Der Text der „Utopia“ ist in zwei Abschnitte gegliedert, der erste Teil enthält eine satirische Kritik an den realen ökonomischen Zuständen im England des beginnenden 16. Jahrhunderts, der zweite Teil schildert das ideale Gemeinwesen auf der nahe Sri Lanka künstlich angelegten Insel Utopia, eine perfekt organisierte Gesellschaft, die in der Glückseligkeit das Höchste Gut sieht und vorführt, wie man dieses erreichen kann. Davon berichtet der Seefahrer Raphael Hythlodaeus, angeblich ein Gefährte Amerigo Vespuccis. Der Name des fingierten Berichterstatters Raphael Hythlodaeus ist dabei mit Bedacht gewählt, weil er die Ambivalenz Utopias kennzeichnet: Raphael bedeutet soviel wie „heilbringender Arzt“, Hythlodaeus setzt sich aus den griechischen Wörtern ΰλος („Geschwätz“, „Unsinn“) und δάΐος („erfahren“, „bewandert“) zusammen und bedeutet somit etwa „erfahrener Fachmann für unsinniges Geschwätz“.

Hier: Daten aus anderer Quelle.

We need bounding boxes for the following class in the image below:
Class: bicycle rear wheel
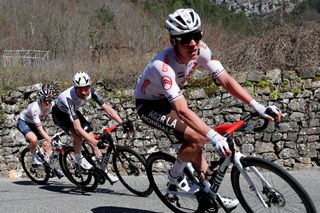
[20,148,49,184]
[59,147,98,192]
[231,157,316,213]
[112,146,153,197]
[147,152,199,213]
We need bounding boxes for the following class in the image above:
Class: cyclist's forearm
[173,98,211,136]
[73,119,98,145]
[38,127,51,143]
[102,103,123,123]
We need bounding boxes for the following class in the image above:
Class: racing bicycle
[63,122,153,197]
[147,113,317,213]
[20,131,68,184]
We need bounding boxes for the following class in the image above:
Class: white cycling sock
[74,154,82,161]
[170,158,188,177]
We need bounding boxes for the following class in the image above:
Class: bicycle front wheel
[231,157,316,213]
[147,152,199,213]
[20,148,49,184]
[59,147,99,192]
[112,146,153,197]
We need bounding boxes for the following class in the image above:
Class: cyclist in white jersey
[17,86,52,164]
[52,72,123,180]
[135,8,281,209]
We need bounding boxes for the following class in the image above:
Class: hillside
[0,0,320,90]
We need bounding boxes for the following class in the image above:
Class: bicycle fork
[233,152,272,208]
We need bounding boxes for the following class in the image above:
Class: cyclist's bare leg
[42,140,52,159]
[173,127,208,176]
[89,132,102,158]
[26,132,38,155]
[70,128,83,155]
[191,149,209,178]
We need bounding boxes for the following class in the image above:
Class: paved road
[0,169,320,213]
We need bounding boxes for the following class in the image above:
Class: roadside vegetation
[0,0,320,91]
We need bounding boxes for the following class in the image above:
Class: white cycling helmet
[166,8,201,35]
[38,86,53,102]
[72,72,91,87]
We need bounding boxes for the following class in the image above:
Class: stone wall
[0,68,320,176]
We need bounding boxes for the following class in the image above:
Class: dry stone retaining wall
[0,68,320,176]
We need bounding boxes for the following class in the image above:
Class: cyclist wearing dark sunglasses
[52,72,123,182]
[135,8,281,209]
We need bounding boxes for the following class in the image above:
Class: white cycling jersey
[56,87,105,122]
[19,101,51,127]
[135,41,225,102]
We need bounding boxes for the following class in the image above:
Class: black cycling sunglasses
[175,31,202,45]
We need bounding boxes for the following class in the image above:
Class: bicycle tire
[147,152,199,213]
[112,146,153,197]
[20,148,49,185]
[231,157,317,213]
[59,147,99,192]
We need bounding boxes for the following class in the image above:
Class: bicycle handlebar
[95,120,134,140]
[216,109,278,137]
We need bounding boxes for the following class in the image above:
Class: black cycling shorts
[136,99,187,140]
[17,118,44,140]
[52,105,93,134]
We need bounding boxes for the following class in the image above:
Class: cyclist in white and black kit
[17,85,53,164]
[135,8,281,209]
[52,72,123,180]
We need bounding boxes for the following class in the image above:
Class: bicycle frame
[83,124,133,185]
[165,113,273,211]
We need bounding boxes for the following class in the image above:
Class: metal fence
[2,50,52,67]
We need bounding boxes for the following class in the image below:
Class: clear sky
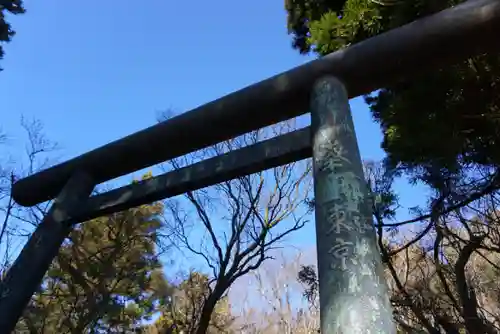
[0,0,422,268]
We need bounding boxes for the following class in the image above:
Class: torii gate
[0,0,500,334]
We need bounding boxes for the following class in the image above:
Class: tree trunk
[196,284,229,334]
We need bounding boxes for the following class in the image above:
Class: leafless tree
[231,250,319,334]
[158,113,311,334]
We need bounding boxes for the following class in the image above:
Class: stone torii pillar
[311,76,396,334]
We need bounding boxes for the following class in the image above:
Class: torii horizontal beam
[12,0,500,206]
[67,127,312,222]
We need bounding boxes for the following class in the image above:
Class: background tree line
[0,0,500,334]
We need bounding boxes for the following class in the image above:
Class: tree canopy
[285,0,500,190]
[0,0,25,66]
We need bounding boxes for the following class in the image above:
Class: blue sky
[0,0,422,272]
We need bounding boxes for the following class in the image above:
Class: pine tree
[18,176,169,334]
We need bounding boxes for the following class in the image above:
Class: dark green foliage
[0,0,25,65]
[17,176,171,333]
[285,0,500,192]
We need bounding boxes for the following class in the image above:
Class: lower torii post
[0,172,95,334]
[311,76,396,334]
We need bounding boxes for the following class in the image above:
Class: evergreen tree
[0,0,25,66]
[285,0,500,188]
[18,176,170,334]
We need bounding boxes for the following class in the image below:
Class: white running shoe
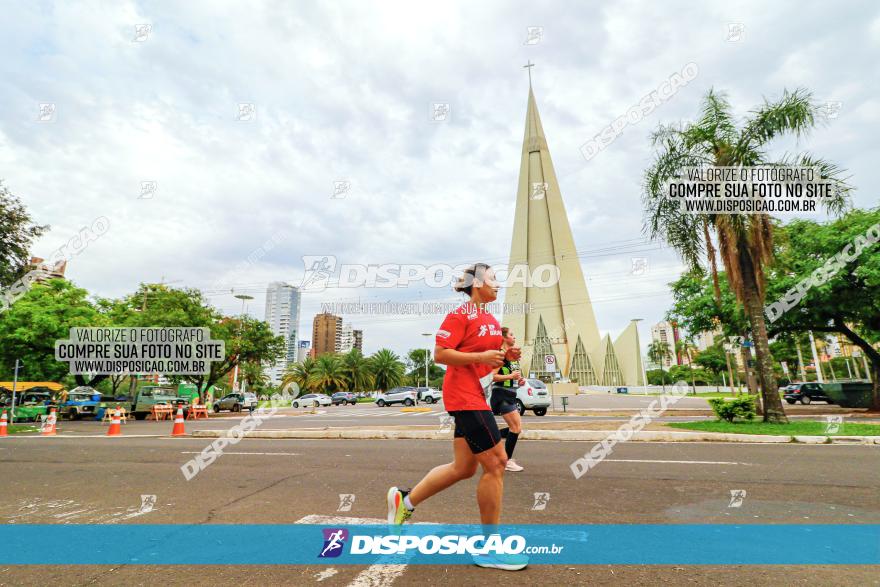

Morus möchte also schon im Namen des Erzählers andeuten, dass die Ausführungen teils heilsamen, teils unsinnigen Charakter haben, was in der grundlegenden Gegenüberstellung von Wünschenswertem und Unwirklichem gerade dem Wesen der Utopie entspricht. Die Signifikanz der Namensgebung erfährt im übrigen bei allen wichtigen Eigennamen eine Fortsetzung: Der Name der Hauptstadt Utopias, Amaurotum, ist abgeleitet vom Griechischen άμαυρός, was soviel bedeutet wie „dunkel“, „nebulös“, „unsichtbar“, ein Hinweis auf die Nichtexistenz einer solchen Stadt. Der wichtigste Fluss der Insel heißt Anydrus. Auch dieser Name ist ein Fingerzeig auf die Unwirklichkeit Utopias, denn das griechische Wort άνυδρος bedeutet „wasserlos“, „trocken“. Mit all diesen gezielten Anspielungen verdeutlicht Morus den unwirklichen und ambivalenten Charakter seines Gesellschaftsentwurfs.

In ihrer Verzerrung enthält die „Utopia“ sowohl Elemente der wünschenswerten Veränderung, aber auch dystopische Aspekte einer Fortschreibung des Gegebenen und Andeutungen eines Umschlags guter Intentionen in schlechte Institutionen. Mag Morus‘ Hauptwerk ambivalent sein, Morus‘ Leben war konsequent. Es zeigt uns: Immer ist es richtig, seinem Gewissen zu folgen.